- 分類読書感想
小川糸著「食堂かたつむり」
【あらすじ】
恋人に裏切られ無一文で故郷に戻った倫子は、大嫌いな母に借金をして食堂を始める――
あらすじを纏めるのが難し過ぎ、諦めました。テーマと物語の盛り上がりが別なのが原因だと思います。
そしてあらすじと同じくらい、評価に悩む作品でした。
軽く読める良さや、現実感のなさがメルヘンチックで面白いと思います。

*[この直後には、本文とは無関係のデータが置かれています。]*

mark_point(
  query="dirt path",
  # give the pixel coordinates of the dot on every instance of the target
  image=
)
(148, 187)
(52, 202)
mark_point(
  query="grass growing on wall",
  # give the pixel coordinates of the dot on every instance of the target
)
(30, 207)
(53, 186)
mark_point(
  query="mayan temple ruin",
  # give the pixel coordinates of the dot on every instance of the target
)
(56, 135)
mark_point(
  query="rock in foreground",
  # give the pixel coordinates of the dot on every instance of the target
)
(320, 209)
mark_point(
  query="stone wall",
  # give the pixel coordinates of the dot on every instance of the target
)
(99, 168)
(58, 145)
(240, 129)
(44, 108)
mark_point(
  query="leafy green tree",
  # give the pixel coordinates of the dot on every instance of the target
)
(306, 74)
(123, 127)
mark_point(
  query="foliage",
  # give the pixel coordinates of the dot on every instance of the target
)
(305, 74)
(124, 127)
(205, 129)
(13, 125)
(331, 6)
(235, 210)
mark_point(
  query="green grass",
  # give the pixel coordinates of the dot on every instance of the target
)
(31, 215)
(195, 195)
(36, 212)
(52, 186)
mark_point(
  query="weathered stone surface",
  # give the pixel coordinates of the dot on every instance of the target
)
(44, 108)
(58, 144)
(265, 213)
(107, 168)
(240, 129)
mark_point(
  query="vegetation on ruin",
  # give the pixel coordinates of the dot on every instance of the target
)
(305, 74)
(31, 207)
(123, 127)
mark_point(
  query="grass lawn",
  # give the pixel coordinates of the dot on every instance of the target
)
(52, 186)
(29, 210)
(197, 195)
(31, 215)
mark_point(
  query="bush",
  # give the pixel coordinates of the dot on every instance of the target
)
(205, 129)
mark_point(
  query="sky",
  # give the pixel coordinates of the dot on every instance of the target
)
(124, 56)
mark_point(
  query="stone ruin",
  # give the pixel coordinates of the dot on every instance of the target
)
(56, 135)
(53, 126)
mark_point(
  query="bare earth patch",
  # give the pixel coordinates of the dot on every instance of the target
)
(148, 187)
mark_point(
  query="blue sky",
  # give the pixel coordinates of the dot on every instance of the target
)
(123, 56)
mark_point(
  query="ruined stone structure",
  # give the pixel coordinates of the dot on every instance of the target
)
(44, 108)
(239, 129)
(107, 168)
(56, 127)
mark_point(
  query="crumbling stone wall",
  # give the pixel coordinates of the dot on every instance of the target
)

色々な料理が出てくることを期待して読んだので、その点では満足できました。
ただ、エピソードが漫然としているので、恋人に全財産を持ち逃げされた話、失語症、食堂での出来事、母親との確執、と事件が色々あるのに全部バラバラの要素で、最初と最後で巧くお話が繋がった感が感じられないのが残念でした。
例えば、愛(恋人)の喪失による声の消失を、愛(母親)を得たことで取り戻したなら、多少まとまりがあったと思うのです。もっとも、倫子が淡々としているので声を失ってしまうほどの恋だったという印象も薄いのですけれどね。
豚のエルメスや、拒食症リスの描写が可愛い反面、人のキャラクターは総じて奇抜で、正直友達になりたくないなと思いました。
特に母親ルリコがエキセントリックでしたが、その娘である主人公・倫子も、確かに彼女の血を引いているな、と思える視野の狭い印象があったので、一人称小説なのに主人公がよく判らないという据わりの悪さがありました。
最後に……家畜と言ってもペットにしていた動物を、わざわざ屠殺して食べるという行為はビックリしましたが、責任をもって食べた点は良かったと思います。殺さなければ、そんな責任も生じないですが……。